Une géographie qui compte plus que jamais
L’ouverture des SCPI à l’Europe a rebattu les cartes. La fiscalité des revenus étrangers, souvent plus douce pour un résident français, s’ajoute à une diversification qui protège des à-coups d’un marché national.
L’Espagne figure parmi les marchés les plus recherchés, portée par une croissance solide et une demande forte en résidentiel et en hôtellerie. L’Allemagne a entamé son ajustement et voit les volumes repartir, avec un intérêt marqué pour la logistique et le résidentiel. Les Pays-Bas et l’Irlande offrent des marchés liquides et transparents. Le Royaume-Uni, dont le repricing a été précoce, présente des points d’entrée intéressants, au prix d’une exposition à la livre sterling qu’il faut mesurer.

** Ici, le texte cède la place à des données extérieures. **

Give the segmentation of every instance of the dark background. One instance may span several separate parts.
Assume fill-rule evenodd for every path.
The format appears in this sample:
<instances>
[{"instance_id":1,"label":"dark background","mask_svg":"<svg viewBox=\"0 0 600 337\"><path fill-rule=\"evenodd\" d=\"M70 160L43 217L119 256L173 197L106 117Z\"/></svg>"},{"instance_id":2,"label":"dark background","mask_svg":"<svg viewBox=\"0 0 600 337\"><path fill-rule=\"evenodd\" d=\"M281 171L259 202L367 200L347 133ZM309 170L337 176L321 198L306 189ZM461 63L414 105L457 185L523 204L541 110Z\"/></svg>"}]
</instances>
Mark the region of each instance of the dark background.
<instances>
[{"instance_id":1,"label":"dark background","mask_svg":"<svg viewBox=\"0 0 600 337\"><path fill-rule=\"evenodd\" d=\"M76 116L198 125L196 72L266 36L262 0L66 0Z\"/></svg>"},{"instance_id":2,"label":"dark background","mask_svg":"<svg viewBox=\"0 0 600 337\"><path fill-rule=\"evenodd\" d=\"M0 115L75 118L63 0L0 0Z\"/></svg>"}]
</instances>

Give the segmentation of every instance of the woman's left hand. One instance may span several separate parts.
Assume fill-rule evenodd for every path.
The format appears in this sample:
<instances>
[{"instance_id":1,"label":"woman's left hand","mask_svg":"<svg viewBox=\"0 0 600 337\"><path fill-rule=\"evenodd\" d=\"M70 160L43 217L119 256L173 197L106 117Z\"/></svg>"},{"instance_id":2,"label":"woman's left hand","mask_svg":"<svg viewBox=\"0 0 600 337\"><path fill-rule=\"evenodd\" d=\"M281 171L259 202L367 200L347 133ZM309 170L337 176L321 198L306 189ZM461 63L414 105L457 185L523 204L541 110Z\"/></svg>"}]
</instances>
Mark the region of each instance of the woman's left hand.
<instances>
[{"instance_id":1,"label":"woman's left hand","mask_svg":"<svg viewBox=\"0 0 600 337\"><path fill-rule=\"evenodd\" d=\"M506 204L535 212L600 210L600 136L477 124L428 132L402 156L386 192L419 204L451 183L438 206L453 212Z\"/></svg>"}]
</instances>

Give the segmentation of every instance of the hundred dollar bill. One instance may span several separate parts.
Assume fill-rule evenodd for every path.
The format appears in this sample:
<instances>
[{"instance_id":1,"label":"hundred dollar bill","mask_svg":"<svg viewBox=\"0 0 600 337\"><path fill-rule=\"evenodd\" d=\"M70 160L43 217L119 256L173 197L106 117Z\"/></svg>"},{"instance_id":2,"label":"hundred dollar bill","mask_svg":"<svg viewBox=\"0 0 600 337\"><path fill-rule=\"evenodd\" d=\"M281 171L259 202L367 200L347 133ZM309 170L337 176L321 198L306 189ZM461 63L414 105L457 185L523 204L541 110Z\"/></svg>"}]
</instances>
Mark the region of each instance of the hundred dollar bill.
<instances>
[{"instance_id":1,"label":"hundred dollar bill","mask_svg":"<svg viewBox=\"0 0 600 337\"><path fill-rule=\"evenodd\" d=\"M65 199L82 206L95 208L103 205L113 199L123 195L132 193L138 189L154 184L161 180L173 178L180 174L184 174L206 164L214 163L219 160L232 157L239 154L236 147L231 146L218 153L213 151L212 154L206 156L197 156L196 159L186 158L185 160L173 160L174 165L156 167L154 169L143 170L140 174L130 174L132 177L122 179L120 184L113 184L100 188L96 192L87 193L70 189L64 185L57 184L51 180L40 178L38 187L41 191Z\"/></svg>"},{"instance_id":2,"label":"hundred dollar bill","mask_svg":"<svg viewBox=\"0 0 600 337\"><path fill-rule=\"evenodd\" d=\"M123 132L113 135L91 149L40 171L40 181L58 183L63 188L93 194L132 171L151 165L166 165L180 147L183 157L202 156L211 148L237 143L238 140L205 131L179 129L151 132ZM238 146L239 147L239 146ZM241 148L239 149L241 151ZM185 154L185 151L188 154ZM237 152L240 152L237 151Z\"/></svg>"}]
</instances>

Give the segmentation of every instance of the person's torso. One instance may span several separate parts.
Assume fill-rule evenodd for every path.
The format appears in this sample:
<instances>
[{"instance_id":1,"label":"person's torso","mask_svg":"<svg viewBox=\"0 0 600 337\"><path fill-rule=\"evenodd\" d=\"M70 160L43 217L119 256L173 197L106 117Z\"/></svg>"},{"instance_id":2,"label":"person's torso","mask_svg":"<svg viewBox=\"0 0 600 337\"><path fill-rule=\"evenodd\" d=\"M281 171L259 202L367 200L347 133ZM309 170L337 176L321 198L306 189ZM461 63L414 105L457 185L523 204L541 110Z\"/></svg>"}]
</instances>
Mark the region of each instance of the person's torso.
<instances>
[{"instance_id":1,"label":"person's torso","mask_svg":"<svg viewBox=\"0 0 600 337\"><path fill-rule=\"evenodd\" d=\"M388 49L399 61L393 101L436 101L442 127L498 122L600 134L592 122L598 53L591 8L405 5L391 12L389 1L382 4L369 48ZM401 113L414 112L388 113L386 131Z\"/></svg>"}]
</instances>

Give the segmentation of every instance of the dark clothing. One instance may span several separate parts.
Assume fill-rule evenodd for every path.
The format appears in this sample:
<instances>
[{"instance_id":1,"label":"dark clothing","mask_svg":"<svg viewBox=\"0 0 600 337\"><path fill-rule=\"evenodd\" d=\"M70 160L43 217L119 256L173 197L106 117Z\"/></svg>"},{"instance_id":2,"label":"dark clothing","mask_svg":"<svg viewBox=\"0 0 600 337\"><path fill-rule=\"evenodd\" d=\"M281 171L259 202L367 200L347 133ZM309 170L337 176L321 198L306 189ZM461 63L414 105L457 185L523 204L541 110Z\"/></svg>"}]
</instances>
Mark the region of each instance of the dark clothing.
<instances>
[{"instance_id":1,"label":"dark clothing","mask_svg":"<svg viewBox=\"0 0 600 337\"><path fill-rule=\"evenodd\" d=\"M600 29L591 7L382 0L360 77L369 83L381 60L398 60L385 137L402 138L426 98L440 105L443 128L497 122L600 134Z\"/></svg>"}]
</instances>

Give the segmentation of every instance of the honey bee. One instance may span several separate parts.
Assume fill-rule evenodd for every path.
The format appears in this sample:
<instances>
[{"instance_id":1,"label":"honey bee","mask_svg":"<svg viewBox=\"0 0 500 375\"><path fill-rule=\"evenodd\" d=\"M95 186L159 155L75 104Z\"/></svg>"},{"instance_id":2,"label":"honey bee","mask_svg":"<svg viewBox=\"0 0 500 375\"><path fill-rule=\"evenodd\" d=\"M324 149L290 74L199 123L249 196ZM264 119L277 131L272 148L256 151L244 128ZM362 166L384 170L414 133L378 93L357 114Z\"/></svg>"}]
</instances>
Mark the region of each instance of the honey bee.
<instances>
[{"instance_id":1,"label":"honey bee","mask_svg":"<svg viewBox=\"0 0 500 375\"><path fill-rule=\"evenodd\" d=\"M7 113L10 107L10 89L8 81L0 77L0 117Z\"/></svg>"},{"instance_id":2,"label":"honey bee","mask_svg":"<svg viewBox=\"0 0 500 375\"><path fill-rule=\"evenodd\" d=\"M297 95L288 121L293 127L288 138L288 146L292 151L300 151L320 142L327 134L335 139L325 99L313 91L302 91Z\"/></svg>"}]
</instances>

Ce que cela change pour l’investisseur
Un marché plus lisible ne veut pas dire un marché sans risque. Les moyennes de collecte et de rendement masquent des situations opposées d’une SCPI à l’autre. Deux véhicules affichant le même taux peuvent reposer sur des patrimoines, des niveaux d’endettement et des politiques de prix radicalement différents.
C’est précisément ce qu’une analyse sérieuse cherche à démêler. Nous rapprochons chaque SCPI des repères de sa catégorie et nous confrontons ses chiffres aux tendances des marchés où elle investit. Notre méthode de sélection détaille la façon dont ces perspectives se traduisent dans notre analyse, et notre sélection en tire les conséquences.
Sources
Analyse appuyée sur des sources primaires 2025 et 2026 : ASPIM (collecte et performance des fonds immobiliers), CBRE, Cushman & Wakefield, Savills, Colliers et Aberdeen (perspectives des marchés immobiliers européens). Les données de marché sont indicatives et ne préjugent pas des performances futures.